Today, like most days, when I came into work I spent the first 45 minutes of my day siphoning through news articles, op-eds, and editorials that have been emailed to me since I left work at 5:30 the day before. These help keep me up-to-date on all that is happening in the immigration realm across the country, and in turn, enable me to better inform you (once or twice a week I post a blog with what I consider the top 5-6 most recent articles that talk about how immigration affects our community. To check last week's out, click here or here).
Today, a couple articles in particular stuck out to me. One was titled: "The Big Business of Family Detention: It's not just alleged terrorists who are suffering from our inhumane treatment of detainees. It's also children." The second was called: "ICE Raids--Detention Centers Not About Immigration, All About Money!"
These titles disturbed me, even though the issues the articles discuss are well-known subjects to me.
They made me think about my own trip to a local detention center about two weeks ago. Some colleagues of mine had set up the trip so that those of us who work on immigration issues here in Washington could actually see firsthand some of the situations that immigrants deal with.
Overall, the facility was quite well kept and run in an orderly fashion. The guards and superintendent of the facility were unbelievably gracious to our group, spending over 4 hours with us and answering any question that we had. The facility didn't appear to be the harrowing place that we hear about in so many news articles where people are abused or dying because of substandard treatment.

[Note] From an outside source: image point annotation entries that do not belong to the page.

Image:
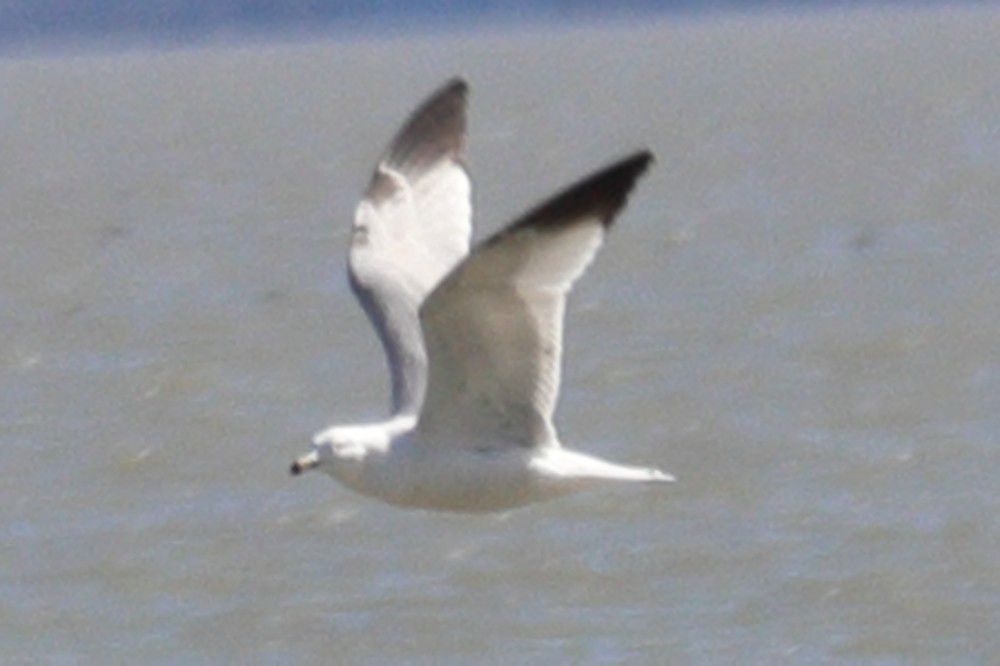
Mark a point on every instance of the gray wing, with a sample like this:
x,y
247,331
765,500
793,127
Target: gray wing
x,y
410,229
494,325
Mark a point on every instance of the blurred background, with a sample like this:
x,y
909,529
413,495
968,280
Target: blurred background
x,y
797,316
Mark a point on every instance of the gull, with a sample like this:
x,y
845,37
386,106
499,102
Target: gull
x,y
473,339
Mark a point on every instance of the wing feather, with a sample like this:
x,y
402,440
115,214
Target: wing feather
x,y
494,326
410,229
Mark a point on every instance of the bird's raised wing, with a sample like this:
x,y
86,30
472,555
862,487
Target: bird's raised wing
x,y
410,229
494,326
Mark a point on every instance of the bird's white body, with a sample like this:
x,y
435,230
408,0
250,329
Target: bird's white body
x,y
473,339
388,461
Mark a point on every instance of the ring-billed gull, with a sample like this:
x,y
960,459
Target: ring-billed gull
x,y
473,340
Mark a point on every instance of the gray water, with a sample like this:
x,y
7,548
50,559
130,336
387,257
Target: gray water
x,y
798,315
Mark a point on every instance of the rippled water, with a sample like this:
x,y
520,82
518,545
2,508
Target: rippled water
x,y
798,316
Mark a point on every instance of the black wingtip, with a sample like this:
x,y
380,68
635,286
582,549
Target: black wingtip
x,y
602,194
434,130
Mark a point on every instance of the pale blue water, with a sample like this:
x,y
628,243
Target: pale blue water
x,y
797,316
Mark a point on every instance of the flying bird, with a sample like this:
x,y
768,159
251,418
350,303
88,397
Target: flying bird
x,y
473,339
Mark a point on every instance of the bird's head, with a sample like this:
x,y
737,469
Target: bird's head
x,y
334,451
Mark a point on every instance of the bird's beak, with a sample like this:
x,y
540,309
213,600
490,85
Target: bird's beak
x,y
305,463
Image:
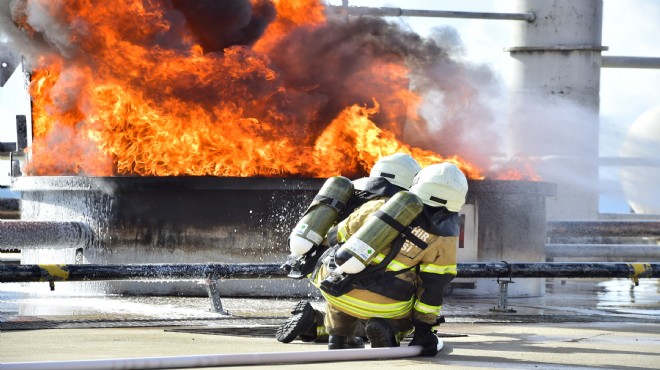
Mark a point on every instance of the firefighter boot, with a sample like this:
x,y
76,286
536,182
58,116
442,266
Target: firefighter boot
x,y
341,342
380,334
302,321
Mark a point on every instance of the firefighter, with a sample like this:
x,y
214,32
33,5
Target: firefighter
x,y
402,292
388,176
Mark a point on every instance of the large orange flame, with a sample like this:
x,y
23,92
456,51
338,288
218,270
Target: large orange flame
x,y
116,102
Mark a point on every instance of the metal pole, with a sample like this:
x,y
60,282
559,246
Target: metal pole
x,y
17,234
36,273
398,12
630,62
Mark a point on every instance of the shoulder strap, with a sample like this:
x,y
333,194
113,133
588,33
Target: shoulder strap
x,y
405,230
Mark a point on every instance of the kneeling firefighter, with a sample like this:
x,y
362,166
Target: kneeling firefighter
x,y
400,289
336,200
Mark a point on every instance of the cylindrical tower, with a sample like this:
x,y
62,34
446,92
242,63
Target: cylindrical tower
x,y
555,85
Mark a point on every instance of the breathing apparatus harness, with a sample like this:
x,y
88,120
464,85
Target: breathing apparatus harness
x,y
374,278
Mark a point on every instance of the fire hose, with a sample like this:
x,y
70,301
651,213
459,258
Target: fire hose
x,y
238,359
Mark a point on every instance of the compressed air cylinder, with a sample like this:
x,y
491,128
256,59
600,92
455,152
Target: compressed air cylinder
x,y
321,215
375,235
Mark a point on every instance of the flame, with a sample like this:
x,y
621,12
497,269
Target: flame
x,y
113,101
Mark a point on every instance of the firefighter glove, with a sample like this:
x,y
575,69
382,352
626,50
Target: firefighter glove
x,y
425,337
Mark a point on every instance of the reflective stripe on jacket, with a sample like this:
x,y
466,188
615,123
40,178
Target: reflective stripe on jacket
x,y
430,269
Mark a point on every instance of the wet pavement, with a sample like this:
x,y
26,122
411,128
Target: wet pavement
x,y
578,324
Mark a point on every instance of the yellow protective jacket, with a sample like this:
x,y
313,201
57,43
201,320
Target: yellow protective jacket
x,y
429,269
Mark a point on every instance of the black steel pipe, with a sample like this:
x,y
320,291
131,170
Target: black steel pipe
x,y
35,273
603,228
398,12
17,234
614,251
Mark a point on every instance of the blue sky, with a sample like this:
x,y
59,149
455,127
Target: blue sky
x,y
629,29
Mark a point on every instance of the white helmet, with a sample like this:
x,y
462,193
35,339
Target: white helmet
x,y
398,168
441,185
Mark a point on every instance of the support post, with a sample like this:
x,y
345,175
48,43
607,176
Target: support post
x,y
214,296
503,297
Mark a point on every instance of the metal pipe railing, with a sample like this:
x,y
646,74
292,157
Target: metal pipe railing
x,y
398,12
630,62
51,273
17,234
618,251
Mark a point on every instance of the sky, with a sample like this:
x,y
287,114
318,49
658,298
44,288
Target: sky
x,y
629,29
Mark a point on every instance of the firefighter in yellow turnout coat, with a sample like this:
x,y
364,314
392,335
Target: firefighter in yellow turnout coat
x,y
389,175
406,293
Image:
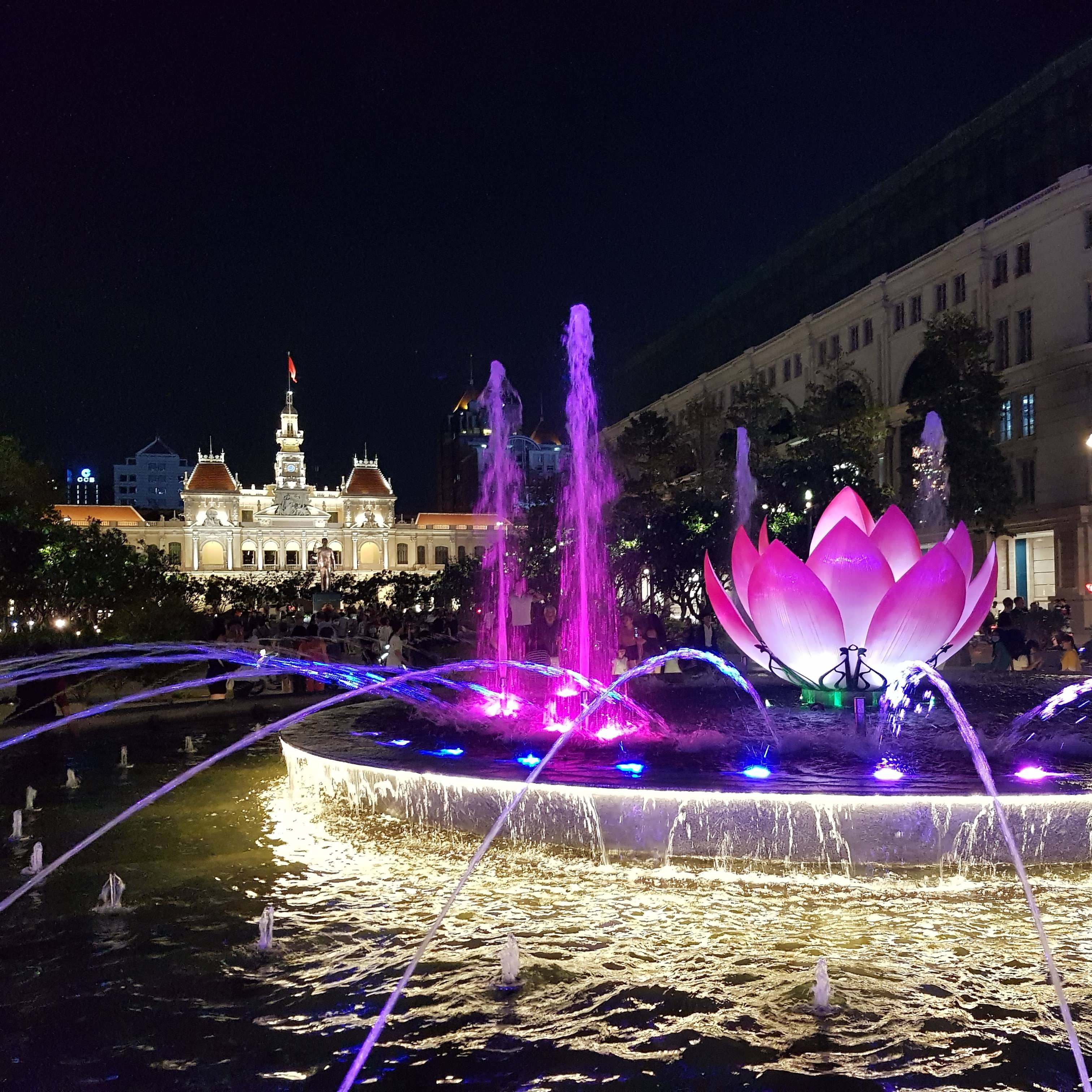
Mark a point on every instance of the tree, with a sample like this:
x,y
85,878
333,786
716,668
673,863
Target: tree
x,y
954,377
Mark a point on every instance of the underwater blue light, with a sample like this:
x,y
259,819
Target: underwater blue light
x,y
758,772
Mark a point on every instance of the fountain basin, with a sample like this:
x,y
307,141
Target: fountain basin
x,y
840,831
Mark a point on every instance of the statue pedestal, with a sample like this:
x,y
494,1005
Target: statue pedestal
x,y
322,600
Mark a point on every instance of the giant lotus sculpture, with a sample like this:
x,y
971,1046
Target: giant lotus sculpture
x,y
865,601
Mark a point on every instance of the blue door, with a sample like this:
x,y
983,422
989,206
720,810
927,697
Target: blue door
x,y
1022,568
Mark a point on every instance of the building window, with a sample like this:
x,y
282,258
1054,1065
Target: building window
x,y
1024,259
1028,414
1002,346
1024,337
1028,481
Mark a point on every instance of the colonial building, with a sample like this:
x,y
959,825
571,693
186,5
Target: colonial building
x,y
229,528
1026,273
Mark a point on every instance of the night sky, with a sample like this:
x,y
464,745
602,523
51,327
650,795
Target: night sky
x,y
188,191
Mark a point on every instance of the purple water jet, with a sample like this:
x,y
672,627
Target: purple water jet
x,y
499,497
589,607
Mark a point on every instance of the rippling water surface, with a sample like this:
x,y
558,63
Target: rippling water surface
x,y
633,975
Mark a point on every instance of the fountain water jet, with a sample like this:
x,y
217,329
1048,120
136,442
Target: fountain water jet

However, I think my colleague Katrine from NETWORK (a Catholic social justice lobby) put it best when she wrote:
"Underwear and sunlight, sunlight and underwear. The two never seemed to go together as underwear would theoretically never see sunlight nor sunlight see underwear. I thought that the only commonality was the person, wearing the underwear, basking in the sunlight. I did not realize that at Hampton Roads they would have another thing in common: their classification as non-essentials. So non-essential that the sun is to be felt only through the small crack of one window in a gym, and bras worn only if one has five or ten dollars to pay for a pair from the jail commissary. In the end, a very intriguing and educational tour came down to the simplest of things: underwear and sunlight, sunlight and underwear."
It's the so-called small things that immigrants are deprived of that perhaps is most shocking: underwear, sunlight. No contact visits are allowed. Spouses cannot see each other if they are in the same facility. Parents cannot hug their children. Children are born while their mothers are shackled to the bed.
And you can be in there for years.
And in some facilities, children are held wearing criminal jumpsuits. Children raised behind bars without sunlight and underwear, underwear and sunlight.
All because of civil infractions that are about equal to a traffic ticket in legal terms.
When I think about these realities in relation to the economic gain made by companies who run the immigrant detention centers like those discussed in the two articles I received today, I can't help but envision it as a caricature in which there is a huge corrupt traffic cop with his foot on the roof of a car that he's pulled over, holding the people inside indefinitely and charging them $200 a day for their "criminal activity."
Except in this case, it's a private company and not a cop. And children and families seeking better lives after economic deprivation, war-torn countries, and exploitation rather than someone who drove too fast.